What your ultrasound scan can show
Your scan can show:
- your baby’s size, which is important for finding out when they’re due to arrive
- your baby’s heartbeat
- the way your baby's lying in your womb, which is important when you give birth
- whether you’re having one or more babies
- how your baby’s organs and bones are developing, including their spinal cord, kidneys, bowel, brain, heart, arms, and legs
The scan can also show some health conditions and chromosomal conditions.
Scans are not 100% accurate. Sometimes there are conditions that can't be picked up by a scan.
Before an ultrasound scan
You’ll be asked to drink some water (about a pint/500 ml) an hour before the early pregnancy screening scan. Having water in your bladder will help the sonographer to see your baby more clearly.
You don't need a full bladder before the mid-pregnancy screening scan, but drinking a glass or two of water will help the sonographer.
During an ultrasound scan
Most hospitals are happy for you to have one person with you when you go for an ultrasound scan.

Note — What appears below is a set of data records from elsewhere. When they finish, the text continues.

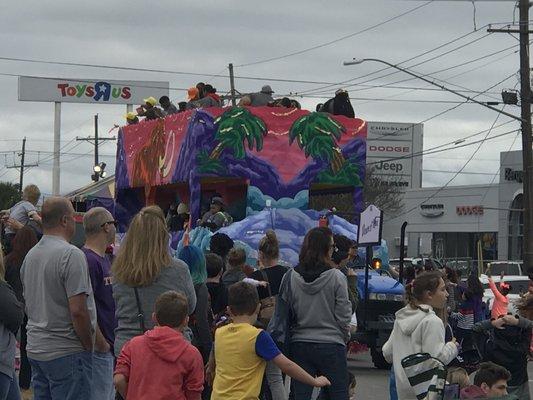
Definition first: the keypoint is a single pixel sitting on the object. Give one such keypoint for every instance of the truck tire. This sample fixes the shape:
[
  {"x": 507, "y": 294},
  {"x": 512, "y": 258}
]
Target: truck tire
[{"x": 378, "y": 360}]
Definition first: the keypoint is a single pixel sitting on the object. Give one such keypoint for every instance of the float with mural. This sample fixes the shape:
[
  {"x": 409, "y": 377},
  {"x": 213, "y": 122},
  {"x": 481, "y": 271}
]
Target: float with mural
[{"x": 292, "y": 160}]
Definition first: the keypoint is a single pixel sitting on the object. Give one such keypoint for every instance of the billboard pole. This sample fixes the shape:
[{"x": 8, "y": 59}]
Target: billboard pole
[{"x": 56, "y": 169}]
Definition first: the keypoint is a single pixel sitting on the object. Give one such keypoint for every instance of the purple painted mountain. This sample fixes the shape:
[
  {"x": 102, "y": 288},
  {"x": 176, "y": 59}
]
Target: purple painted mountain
[{"x": 290, "y": 226}]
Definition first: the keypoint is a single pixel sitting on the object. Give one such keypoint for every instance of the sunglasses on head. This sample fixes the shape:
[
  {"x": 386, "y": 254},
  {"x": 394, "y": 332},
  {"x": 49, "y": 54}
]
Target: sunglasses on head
[{"x": 109, "y": 222}]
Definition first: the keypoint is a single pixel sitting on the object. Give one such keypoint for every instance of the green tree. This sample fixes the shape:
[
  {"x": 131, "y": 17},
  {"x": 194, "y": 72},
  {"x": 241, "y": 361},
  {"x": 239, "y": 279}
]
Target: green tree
[
  {"x": 317, "y": 134},
  {"x": 9, "y": 195},
  {"x": 236, "y": 126}
]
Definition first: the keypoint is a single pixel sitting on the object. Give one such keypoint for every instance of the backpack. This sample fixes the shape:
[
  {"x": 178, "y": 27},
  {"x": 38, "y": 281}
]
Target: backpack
[
  {"x": 268, "y": 304},
  {"x": 426, "y": 375}
]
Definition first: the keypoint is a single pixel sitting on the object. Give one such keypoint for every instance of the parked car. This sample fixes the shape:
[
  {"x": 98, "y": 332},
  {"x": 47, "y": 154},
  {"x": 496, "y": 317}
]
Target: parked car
[
  {"x": 509, "y": 268},
  {"x": 519, "y": 286}
]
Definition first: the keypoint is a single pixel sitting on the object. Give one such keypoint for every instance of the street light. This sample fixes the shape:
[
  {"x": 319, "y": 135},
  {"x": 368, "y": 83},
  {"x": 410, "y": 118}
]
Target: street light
[
  {"x": 525, "y": 121},
  {"x": 356, "y": 61},
  {"x": 99, "y": 172}
]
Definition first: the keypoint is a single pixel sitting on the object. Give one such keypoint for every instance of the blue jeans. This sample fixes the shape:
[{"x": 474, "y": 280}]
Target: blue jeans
[
  {"x": 64, "y": 378},
  {"x": 9, "y": 388},
  {"x": 326, "y": 359},
  {"x": 102, "y": 383},
  {"x": 392, "y": 385}
]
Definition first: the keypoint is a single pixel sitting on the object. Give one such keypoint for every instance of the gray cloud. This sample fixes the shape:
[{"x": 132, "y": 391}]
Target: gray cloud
[{"x": 204, "y": 36}]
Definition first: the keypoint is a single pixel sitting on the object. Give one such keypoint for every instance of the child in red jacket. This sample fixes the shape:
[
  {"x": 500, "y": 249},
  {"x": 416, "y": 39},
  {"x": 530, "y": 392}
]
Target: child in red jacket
[{"x": 161, "y": 364}]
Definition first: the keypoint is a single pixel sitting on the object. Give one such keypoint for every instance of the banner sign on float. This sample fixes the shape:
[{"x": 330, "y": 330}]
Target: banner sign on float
[
  {"x": 95, "y": 91},
  {"x": 370, "y": 226}
]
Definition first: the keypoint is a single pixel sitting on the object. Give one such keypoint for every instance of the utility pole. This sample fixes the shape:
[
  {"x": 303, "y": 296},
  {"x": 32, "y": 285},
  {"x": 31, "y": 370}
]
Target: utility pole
[
  {"x": 232, "y": 85},
  {"x": 525, "y": 97},
  {"x": 95, "y": 141},
  {"x": 21, "y": 166},
  {"x": 527, "y": 151}
]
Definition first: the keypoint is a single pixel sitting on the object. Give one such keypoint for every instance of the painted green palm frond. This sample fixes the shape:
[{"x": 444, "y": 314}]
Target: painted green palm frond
[
  {"x": 295, "y": 131},
  {"x": 237, "y": 125},
  {"x": 255, "y": 130},
  {"x": 321, "y": 147},
  {"x": 313, "y": 124},
  {"x": 238, "y": 150},
  {"x": 324, "y": 123}
]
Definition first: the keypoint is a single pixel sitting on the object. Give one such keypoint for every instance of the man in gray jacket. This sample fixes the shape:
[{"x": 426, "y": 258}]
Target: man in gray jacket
[{"x": 60, "y": 308}]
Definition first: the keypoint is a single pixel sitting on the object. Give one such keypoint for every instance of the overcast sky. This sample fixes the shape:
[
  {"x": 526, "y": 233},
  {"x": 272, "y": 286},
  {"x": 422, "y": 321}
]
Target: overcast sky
[{"x": 204, "y": 36}]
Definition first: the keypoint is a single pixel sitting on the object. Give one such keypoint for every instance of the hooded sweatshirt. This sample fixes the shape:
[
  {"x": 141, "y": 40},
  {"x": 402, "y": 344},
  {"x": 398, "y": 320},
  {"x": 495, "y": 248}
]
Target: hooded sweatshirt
[
  {"x": 417, "y": 330},
  {"x": 11, "y": 315},
  {"x": 161, "y": 364},
  {"x": 473, "y": 392},
  {"x": 326, "y": 294}
]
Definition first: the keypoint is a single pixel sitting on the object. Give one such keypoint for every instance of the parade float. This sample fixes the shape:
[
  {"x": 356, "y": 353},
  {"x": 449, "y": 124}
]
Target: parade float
[
  {"x": 288, "y": 161},
  {"x": 276, "y": 168}
]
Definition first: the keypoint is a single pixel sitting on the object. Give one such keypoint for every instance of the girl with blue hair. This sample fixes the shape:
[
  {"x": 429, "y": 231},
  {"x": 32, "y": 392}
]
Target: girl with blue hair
[{"x": 200, "y": 320}]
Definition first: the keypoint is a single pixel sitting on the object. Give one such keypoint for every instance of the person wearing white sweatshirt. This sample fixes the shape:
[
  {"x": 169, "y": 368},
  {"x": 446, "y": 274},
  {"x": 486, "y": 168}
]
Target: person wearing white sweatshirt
[{"x": 417, "y": 329}]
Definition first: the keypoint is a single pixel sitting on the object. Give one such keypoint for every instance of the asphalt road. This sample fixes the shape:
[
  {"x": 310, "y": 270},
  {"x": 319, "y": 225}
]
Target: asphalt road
[{"x": 373, "y": 383}]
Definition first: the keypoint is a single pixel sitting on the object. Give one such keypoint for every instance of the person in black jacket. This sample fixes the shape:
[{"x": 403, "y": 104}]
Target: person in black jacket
[
  {"x": 339, "y": 105},
  {"x": 11, "y": 315},
  {"x": 23, "y": 241},
  {"x": 505, "y": 341}
]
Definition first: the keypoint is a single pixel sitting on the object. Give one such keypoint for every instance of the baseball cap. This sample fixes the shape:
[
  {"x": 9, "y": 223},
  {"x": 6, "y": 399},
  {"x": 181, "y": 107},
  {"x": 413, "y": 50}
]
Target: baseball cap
[
  {"x": 217, "y": 200},
  {"x": 182, "y": 209},
  {"x": 150, "y": 100},
  {"x": 267, "y": 89},
  {"x": 130, "y": 115},
  {"x": 192, "y": 93}
]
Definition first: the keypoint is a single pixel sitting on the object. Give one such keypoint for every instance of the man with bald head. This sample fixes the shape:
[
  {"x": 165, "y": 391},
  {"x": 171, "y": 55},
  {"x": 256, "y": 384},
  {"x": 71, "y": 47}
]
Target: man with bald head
[
  {"x": 100, "y": 232},
  {"x": 60, "y": 308}
]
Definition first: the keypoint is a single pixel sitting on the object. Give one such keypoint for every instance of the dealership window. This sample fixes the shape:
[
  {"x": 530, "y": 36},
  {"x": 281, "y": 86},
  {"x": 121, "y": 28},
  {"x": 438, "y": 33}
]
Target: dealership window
[
  {"x": 464, "y": 245},
  {"x": 516, "y": 228}
]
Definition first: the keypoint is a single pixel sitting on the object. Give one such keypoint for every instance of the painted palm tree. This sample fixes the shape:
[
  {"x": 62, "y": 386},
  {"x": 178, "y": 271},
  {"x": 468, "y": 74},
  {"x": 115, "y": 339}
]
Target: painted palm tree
[
  {"x": 317, "y": 134},
  {"x": 236, "y": 126}
]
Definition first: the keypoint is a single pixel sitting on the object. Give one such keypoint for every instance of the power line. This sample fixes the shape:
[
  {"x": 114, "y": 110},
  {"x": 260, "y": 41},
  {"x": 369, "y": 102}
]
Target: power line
[
  {"x": 400, "y": 63},
  {"x": 434, "y": 72},
  {"x": 335, "y": 40},
  {"x": 455, "y": 174},
  {"x": 448, "y": 109}
]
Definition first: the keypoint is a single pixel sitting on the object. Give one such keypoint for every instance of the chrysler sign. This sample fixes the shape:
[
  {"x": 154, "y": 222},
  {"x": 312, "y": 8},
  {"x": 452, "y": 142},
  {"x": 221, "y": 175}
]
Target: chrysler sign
[{"x": 432, "y": 210}]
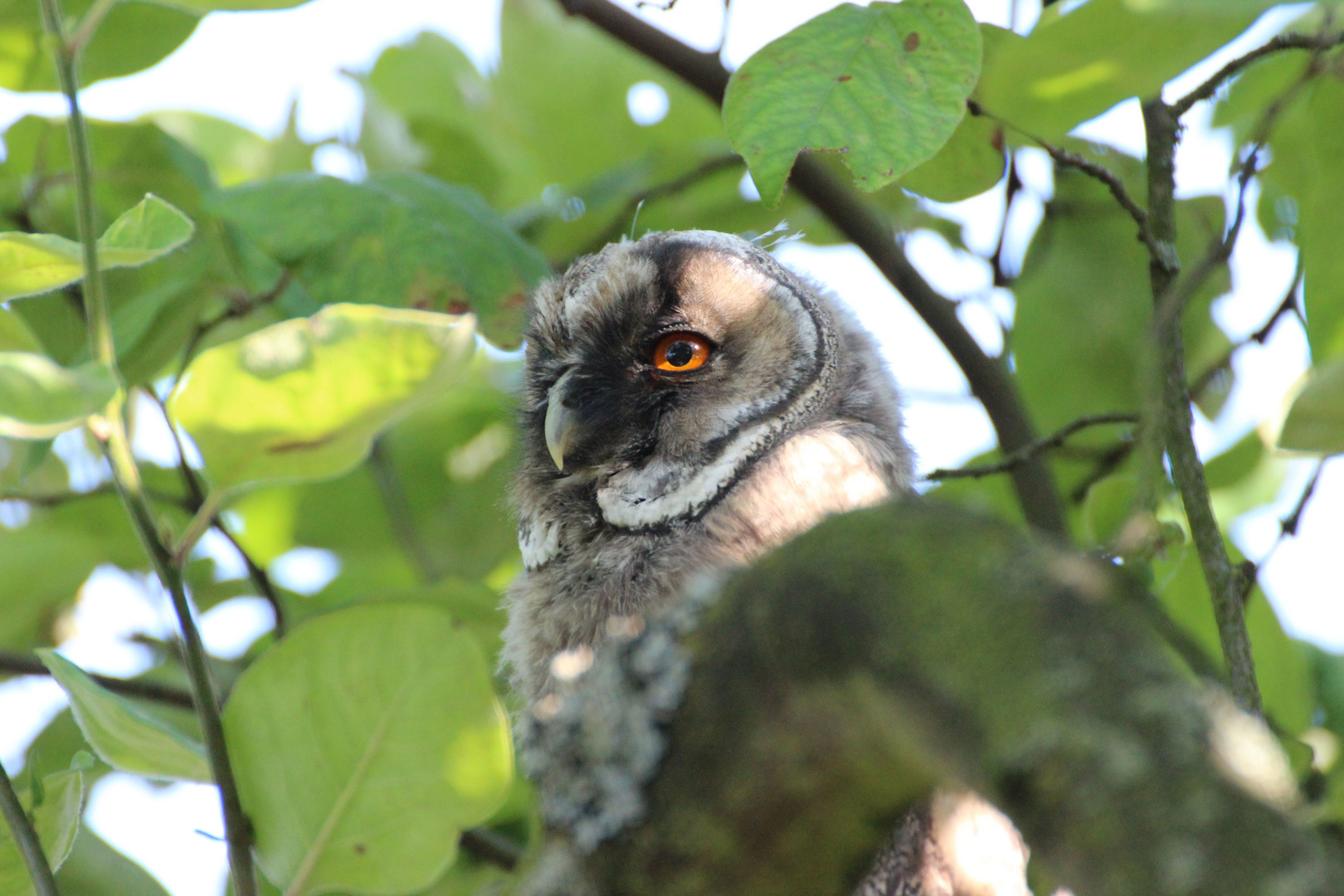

Young children might not be allowed to come in with you because they can distract the sonographer - it's a good idea to check beforehand.
There are a few things that happen just before and during an ultrasound:
- the sonographer will ask you to lie on a couch, raise your top to your chest and lower your skirt or trousers to your hips
- the sonographer will squeeze some gel onto your abdomen (tummy) then gently pass a hand-held device across it
- the device sends and picks up ultrasound waves that allow a computer to build an image of your baby
The scan doesn't hurt, but the gel might be a little cold at first. Sometimes the sonographer needs to press your tummy if some parts of your baby are difficult to see. The scan will take up to 30 minutes.
You should be able to recognise parts of your baby’s body on the screen – the sonographer will point them out to you.
Finding out the sex of your baby is not the purpose of the scan unless there’s a medical reason for doing so. Often it’s impossible to tell because of the position of your baby. Scans aren't completely reliable for learning your baby's sex - they can sometimes be wrong.
The vast majority of scans show that babies are healthy and no issues are found.
Finding out about a condition before birth can help parents to plan and prepare. For example, if your baby may need treatment soon after birth, healthcare professionals can help you plan to give birth in a hospital where you and your baby can have the care you’ll need.